Attorney Lisa Bloom announced plans to file a formal complaint with the Los Angeles County Sheriff’s Office later that same Tuesday. Bloom said the filing would include text messages between Drewes and Swalwell, journal entries Drewes says she wrote around the time of the alleged assault, and names of people she confided in afterward. Drewes also told reporters she sought therapy at a survivor center in Connecticut in the wake of the encounter.
Swalwell’s attorney, Elias Dabaie, didn’t return requests for comment Tuesday. Swalwell has denied what he characterized as “serious, false allegations against me” and said he intends to keep fighting them. He’s also apologized to his wife for “mistakes in judgment I’ve made in the past.”
The speed of the collapse is worth sitting with for a moment.
A week before Drewes spoke, Swalwell was one of three top-tier Democratic candidates for governor of California. Then last Friday, the San Francisco Chronicle reported that a former staff member said Swalwell solicited oral sex from her while she was on his payroll and sexually assaulted her on two separate occasions when she was too intoxicated to consent. Hours later that same Friday, CalMatters reported that CNN had published the same staffer’s account alongside accounts from three additional women. One said he kissed and touched her without her consent. Two others alleged he sent unsolicited messages.
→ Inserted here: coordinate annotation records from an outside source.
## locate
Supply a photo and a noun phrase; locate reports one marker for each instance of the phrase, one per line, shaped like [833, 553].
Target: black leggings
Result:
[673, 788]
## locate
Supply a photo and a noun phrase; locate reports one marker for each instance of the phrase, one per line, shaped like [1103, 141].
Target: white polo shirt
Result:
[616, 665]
Support didn’t erode. It dropped out from under him.
By Sunday night, Swalwell had suspended his campaign for governor. Monday brought his announcement that he’d be leaving Congress. Now, on Tuesday, Drewes made her accusation publicly, backed by an attorney, a planned sheriff’s complaint, and physical documentation her lawyers say corroborates her timeline.
What’s emerging isn’t a single allegation that can be contextualized away. It’s a pattern, described by multiple women across different contexts and years, that Swalwell’s camp hasn’t been able to address with anything beyond denial. In 2026, with the governor’s race already consuming Sacramento’s political oxygen, the story has taken on a gravity that can’t be attributed to any single news cycle.
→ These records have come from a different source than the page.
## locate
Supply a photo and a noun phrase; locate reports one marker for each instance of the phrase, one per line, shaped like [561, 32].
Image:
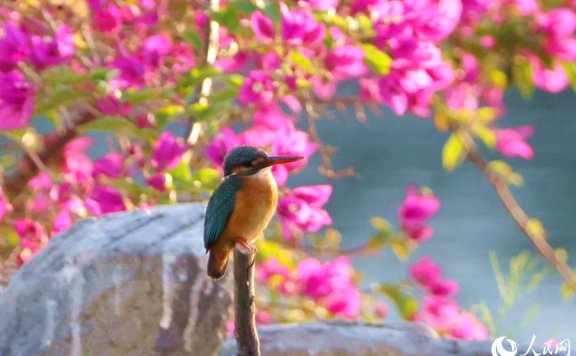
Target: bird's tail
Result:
[218, 262]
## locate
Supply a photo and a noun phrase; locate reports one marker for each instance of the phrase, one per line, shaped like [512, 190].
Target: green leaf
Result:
[133, 96]
[243, 7]
[227, 18]
[64, 75]
[202, 112]
[378, 60]
[406, 305]
[196, 76]
[302, 61]
[57, 99]
[168, 112]
[522, 73]
[453, 152]
[272, 11]
[570, 69]
[108, 124]
[193, 38]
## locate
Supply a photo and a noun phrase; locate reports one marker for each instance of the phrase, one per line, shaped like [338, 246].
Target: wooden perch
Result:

Drewes isn’t an anonymous source. She’s named, she’s represented by Attorney Lisa Bloom, and she’s going on record with law enforcement. That changes the legal and political math in ways that Swalwell’s team will have to reckon with, regardless of how aggressively they push back.
The Beverly Hills City Council race Drewes once considered. The software connections Swalwell offered. A hotel room in 2018. A therapy center in Connecticut. These aren’t abstractions. They’re the details that make an account real, and they’re the ones investigators will be looking at.